The seasons were water balloon season , to throw at cars . I hit a local in a truck one time and he hit the brakes and chased us , threw a rock at us , scared the shit out of us . Kite season when the local kids would make hexagonal kites out of sticks . There was another season when they would find especially tortuous shaped branches strip the bark from them and catch butterflies and squish them on to the branches to make colorful blossoms . They hunted iguanas all year round with slingshots . Man they were deadly shots with those slingshots . We lived in an apt. building but a lot of the Americans were living large in BIG ole houses with a small staff . There was the Buena Vista Swimming Club , my old man gave me a Bolivar to dive off the high board my second time up . I saw an animated version of "Animal Farm" on the roof projected on an outdoor screen . One slow day at the pool there was a little girl floating face down at the bottom of the deep end . Someone spotted her and they pulled her out and strapped her to this contraption that was like a seesaw stretcher combo . They rocked her back and forth , water spewed from her mouth , she started coughing and she was okay .

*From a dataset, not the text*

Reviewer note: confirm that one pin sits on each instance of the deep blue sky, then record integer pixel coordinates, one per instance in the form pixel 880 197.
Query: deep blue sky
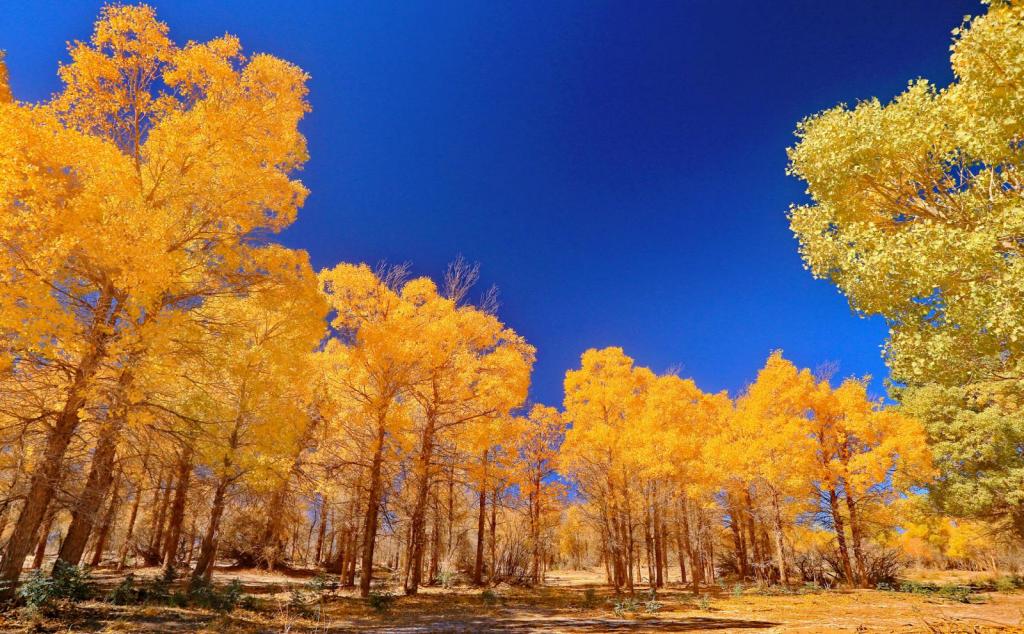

The babysitter was a dusky local girl in her white uniform from work . Jet black hair .The poor girl just wanted to sleep but I wouldn't let her . My folks would leave and I would come bounding out of my bedroom and jump on her on the sofa . Man I didn't know what to do with it but I wanted to get close to it . The scent of her , her fragrance . I was ravenous , an intense , unbridled sexual desire , delicious . She made me go back to bed , despite my promises to be good .

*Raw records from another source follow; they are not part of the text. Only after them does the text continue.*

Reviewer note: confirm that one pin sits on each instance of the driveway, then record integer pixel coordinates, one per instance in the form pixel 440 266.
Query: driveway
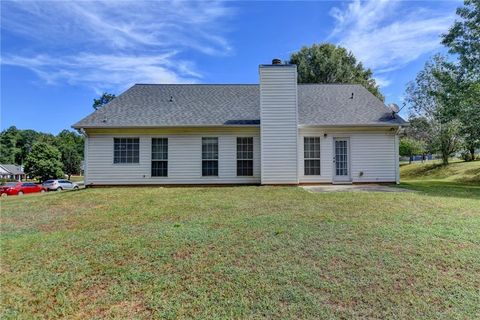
pixel 354 188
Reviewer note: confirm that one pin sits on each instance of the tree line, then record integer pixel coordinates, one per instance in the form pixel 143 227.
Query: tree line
pixel 445 95
pixel 43 155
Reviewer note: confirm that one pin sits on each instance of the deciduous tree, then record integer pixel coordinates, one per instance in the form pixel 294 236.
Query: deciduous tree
pixel 327 63
pixel 44 162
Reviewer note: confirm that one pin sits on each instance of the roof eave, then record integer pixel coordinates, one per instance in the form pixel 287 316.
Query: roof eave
pixel 351 125
pixel 75 126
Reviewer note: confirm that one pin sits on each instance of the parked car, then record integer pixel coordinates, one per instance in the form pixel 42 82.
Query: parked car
pixel 59 184
pixel 20 188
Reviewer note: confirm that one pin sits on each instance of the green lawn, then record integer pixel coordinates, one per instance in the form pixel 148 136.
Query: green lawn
pixel 243 252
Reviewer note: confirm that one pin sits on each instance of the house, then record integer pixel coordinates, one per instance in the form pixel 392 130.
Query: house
pixel 277 132
pixel 11 171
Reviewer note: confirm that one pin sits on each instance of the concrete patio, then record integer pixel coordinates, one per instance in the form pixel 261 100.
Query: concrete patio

Two doors down from the apt. driveway was a local family 4-5 kids . I only knew a few phrases of Spanish and they knew even less English but I felt as much at home there as I did with my folks . I would go over and knock on the door and walk in . Freddy was the oldest one of the kids , he was in the eighth grade . So about 4-5 years older than me and his siblings , He looked out for all the younger kids . He wasn't an aggressive Alpha . He was like Gary Cooper , he wasn't bad but the bad didn't f**k with him . When my folks decided to split up my old man flew me up to Ohio to unload me on his parents . At the airport he left me in the car by myself (can you imagine that today?) while he went in to do something . I'm just sitting there in my usual state of carelessness when suddenly there is someone at the window , it was Freddy , he had made his way across town to say goodbye and give me a present , a top . You know one of those tops you wrap a string around and throw on the ground . More of a heartfelt send off than I got from either my sire or my dam .
That must be the reason I'm a NAZI at heart , if they were trying to kill Ramon they couldn't have been all bad , you feel me ?Replies: @Old Prude, @Corn, @Kyle
That’s a fantastic story. Were you looking up the teachers skirt? How did you know that?